For more years than I care to remember I have written statements about crime and have always thought I understood the views of victims of crime. That was until I became a victim myself a few days ago. It wasn’t the crime of the century but the impact it has had on my life is significant.
I woke to find my vehicle had a number of parts stripped from it. No-one had seen anything, there was no CCTV, and there were no forensic opportunities because of the heavy rain. Clearly, it had been stolen to order and there was nothing I could do to prevent it.
As many would say, it is just property, and they are right. But the cost of replacing the items is so much that it will involve an insurance claim. In turn this will, I am sure, mean an increase cost for my car insurance when it is next due. I am angry that while I work hard to afford things, somebody feels they can help themselves to what is not theirs. It is not this financial cost that has been the impact on me. The biggest issue is the mental stress it has caused. As it happened near home, it is unnerving and has made me unsettled. I am watching for every move and person near home. I feel as though my personal space has been violated.

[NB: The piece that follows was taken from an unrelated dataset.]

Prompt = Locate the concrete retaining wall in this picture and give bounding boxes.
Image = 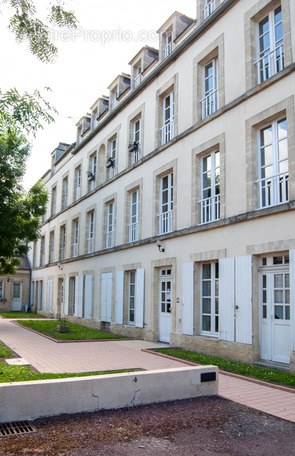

I suddenly realised that I haven’t really understood a lot of what I have been doing at work. I haven’t understood the mental impact of crime on people. I have probably been dismissive of the huge impact that crime and antisocial behaviour can have on people’s lives. What are we doing to help people when they have become victims? And when I talk about ‘we’ I mean the communication team. We focus a lot on encouraging people to come forward and provide information so that we can find the offenders and bring them to justice. We talk about providing ‘reassurance’ to people and communities when something has happened. But do we ever do anything to help people when they have unfortunately become victims?
It is easy to say that this is, or should be, the responsibility of the Victim Support service of other charities. But working in the police service provides us with a unique opportunity to be able to ensure that victims voices are heard. We can recognise the traumatic experience that people have been through, whatever the nature of the crime is. Above all, we have to be able to treat everyone as an individual.
I am very lucky that I am surrounded by wonderful family and friends who have been doing all they can to help me through this experience. Many are not so lucky. They may be alone, old or vulnerable. Who is there for them?
I know I will get through this difficult experience but one thing is clear it has given me a new lens to look through every day when dealing with communication about crimes.